US interested in LNG imports through port of Sines – US energy secretary

  • Lusa
  • 13 February 2020

The Secretary of Energy of the USA said there is American interest in the Port of Sines (PSA) and also in Portugal.

The Secretary of Energy of the USA, Dan Brouillette, said Wednesday there is American interest in the Port of Sines (PSA), in the district of Setúbal, but also in Portugal, taking into account the “importance of energy independence”.

“There is American interest in this particular port but not only here but also in Portugal, in Europe. We have said it in the past, we think that energy independence is important and that energy security is, in fact, national security, not only for Portugal and the USA, but for the whole of Europe”, underlined Dan Brouillette.
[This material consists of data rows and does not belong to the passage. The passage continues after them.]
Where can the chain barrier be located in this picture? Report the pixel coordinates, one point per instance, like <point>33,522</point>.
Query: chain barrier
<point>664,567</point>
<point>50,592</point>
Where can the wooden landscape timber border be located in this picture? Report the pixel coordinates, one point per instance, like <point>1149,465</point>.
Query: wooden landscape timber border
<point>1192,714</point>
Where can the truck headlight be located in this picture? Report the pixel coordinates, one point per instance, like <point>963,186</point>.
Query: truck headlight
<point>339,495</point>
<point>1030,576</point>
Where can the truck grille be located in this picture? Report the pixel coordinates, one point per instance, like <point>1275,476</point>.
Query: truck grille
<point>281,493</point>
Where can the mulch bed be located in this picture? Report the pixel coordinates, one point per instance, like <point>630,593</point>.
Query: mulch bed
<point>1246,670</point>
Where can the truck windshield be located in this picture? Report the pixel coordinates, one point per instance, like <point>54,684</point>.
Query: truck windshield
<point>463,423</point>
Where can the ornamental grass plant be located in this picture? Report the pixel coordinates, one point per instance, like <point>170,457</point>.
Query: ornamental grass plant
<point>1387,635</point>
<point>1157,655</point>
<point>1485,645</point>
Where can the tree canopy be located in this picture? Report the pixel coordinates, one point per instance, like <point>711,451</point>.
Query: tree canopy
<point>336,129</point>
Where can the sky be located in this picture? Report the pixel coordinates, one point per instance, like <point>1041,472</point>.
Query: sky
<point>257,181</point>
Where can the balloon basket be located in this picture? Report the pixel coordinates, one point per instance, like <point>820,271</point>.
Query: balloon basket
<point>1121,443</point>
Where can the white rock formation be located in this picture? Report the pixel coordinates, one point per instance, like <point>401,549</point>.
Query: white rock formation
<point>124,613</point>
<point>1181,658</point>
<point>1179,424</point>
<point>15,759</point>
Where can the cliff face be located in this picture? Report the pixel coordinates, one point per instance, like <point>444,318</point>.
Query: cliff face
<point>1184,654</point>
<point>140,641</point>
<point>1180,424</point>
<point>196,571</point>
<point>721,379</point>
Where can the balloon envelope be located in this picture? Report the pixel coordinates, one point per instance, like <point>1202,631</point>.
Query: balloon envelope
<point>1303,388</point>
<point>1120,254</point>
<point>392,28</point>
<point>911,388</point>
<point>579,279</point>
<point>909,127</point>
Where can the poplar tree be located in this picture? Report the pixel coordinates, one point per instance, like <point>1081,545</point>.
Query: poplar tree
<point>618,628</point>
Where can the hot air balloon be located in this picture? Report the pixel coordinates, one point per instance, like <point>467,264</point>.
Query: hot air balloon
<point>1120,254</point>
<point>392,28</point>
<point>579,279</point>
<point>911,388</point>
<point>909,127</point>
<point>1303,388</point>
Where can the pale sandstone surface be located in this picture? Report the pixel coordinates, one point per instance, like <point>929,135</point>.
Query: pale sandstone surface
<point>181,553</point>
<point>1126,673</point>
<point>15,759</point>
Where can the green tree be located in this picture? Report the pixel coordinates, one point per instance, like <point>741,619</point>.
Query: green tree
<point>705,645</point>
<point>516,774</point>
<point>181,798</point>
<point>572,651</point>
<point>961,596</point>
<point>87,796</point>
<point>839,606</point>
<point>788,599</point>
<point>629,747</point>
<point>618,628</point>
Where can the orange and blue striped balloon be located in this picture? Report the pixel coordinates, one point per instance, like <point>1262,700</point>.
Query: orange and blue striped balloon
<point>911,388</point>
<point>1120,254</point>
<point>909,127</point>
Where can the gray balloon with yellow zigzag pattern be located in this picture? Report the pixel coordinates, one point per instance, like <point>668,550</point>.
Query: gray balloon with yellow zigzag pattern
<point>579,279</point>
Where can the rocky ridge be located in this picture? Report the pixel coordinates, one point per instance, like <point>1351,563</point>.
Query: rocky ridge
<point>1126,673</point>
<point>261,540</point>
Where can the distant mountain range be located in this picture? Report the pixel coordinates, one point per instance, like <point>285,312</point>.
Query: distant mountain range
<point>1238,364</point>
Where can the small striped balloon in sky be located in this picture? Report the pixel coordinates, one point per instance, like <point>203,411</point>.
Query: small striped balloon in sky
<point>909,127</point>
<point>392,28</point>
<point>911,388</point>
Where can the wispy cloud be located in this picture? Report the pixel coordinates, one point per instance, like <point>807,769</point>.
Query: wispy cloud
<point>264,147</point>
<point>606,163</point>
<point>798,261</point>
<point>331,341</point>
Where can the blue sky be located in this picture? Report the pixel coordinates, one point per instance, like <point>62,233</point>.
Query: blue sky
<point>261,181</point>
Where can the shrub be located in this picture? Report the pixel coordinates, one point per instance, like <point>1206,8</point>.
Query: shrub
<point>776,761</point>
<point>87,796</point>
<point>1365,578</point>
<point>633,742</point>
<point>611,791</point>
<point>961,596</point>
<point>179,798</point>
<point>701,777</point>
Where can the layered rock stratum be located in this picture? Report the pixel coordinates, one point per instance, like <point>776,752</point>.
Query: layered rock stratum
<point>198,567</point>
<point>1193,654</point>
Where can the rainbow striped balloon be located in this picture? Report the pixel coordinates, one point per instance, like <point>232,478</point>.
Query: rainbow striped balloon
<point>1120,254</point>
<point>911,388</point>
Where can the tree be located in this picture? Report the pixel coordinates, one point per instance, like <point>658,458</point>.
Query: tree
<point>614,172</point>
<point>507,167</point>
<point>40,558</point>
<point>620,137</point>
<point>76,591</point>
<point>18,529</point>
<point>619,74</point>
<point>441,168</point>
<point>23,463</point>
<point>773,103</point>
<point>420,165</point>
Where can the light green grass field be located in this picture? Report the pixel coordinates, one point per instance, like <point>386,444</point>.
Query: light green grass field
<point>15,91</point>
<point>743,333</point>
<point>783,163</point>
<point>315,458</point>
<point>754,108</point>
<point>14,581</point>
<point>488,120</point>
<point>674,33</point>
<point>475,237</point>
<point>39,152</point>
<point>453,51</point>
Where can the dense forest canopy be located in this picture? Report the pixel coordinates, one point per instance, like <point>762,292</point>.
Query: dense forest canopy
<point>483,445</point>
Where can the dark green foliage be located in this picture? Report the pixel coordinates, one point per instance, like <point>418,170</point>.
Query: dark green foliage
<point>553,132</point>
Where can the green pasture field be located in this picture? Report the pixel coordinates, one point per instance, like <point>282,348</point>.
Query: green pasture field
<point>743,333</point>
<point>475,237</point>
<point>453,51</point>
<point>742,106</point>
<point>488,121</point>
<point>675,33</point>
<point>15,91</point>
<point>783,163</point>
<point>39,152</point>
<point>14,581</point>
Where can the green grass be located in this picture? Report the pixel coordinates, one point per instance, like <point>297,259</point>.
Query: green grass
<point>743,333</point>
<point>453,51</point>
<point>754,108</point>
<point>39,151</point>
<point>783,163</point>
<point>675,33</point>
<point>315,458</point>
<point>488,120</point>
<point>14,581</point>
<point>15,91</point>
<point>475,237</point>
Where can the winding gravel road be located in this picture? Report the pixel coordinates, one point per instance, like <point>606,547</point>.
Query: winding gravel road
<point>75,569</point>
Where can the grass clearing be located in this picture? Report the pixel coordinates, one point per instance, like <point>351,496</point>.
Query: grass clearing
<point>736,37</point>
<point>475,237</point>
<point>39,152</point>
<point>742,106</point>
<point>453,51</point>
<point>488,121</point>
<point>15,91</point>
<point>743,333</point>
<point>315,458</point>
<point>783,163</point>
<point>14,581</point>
The Energy Secretary spoke to journalists at the end of a visit he made today to the container and LNG terminals in the Port of Sines.

During his visit to the container terminal, the US Secretary was fully briefed in the expansion of Terminal XXI, a PSA investment worth €661 million, which will allow it “to double its installed capacity of 4.1 million TEU (equivalent to a 20-foot container), and on the future Vasco da Gama Terminal, which is in the “tender phase”.

For Dan Brouillette, “America has become an exporter of oil and gas, and we think that LNG is an important transition fuel for most European countries, and we think that this port, in particular, serves as a gateway to Europe, not only for American gas but for all the gas circulating in the Atlantic Ocean,” he said.

For the Minister of Infrastructure and Housing, Pedro Nuno Santos, who accompanied the US delegation, the Energy Secretary’s visit to Portugal “signals the importance they give to possible investments that can be made in the Port of Sines”.

Highlighting the potential of the Port of Sines as a “gateway to energy not only in Portugal but throughout Europe”, he reiterated that “this visit signals US interest in the possibility of the Port of Sines being used as a gateway to energy, particularly gas, throughout Europe”.

Referring to Europe’s dependence on Russian and Northern European gas supplies, the Minister of Infrastructure said there is an interest “in diversifying Europe’s gas supply with American gas, which currently offers a much more competitive price than what comes from elsewhere”.

This, he said, would “increase Europe’s diversity of supply and its autonomy and not dependence on any particular country”.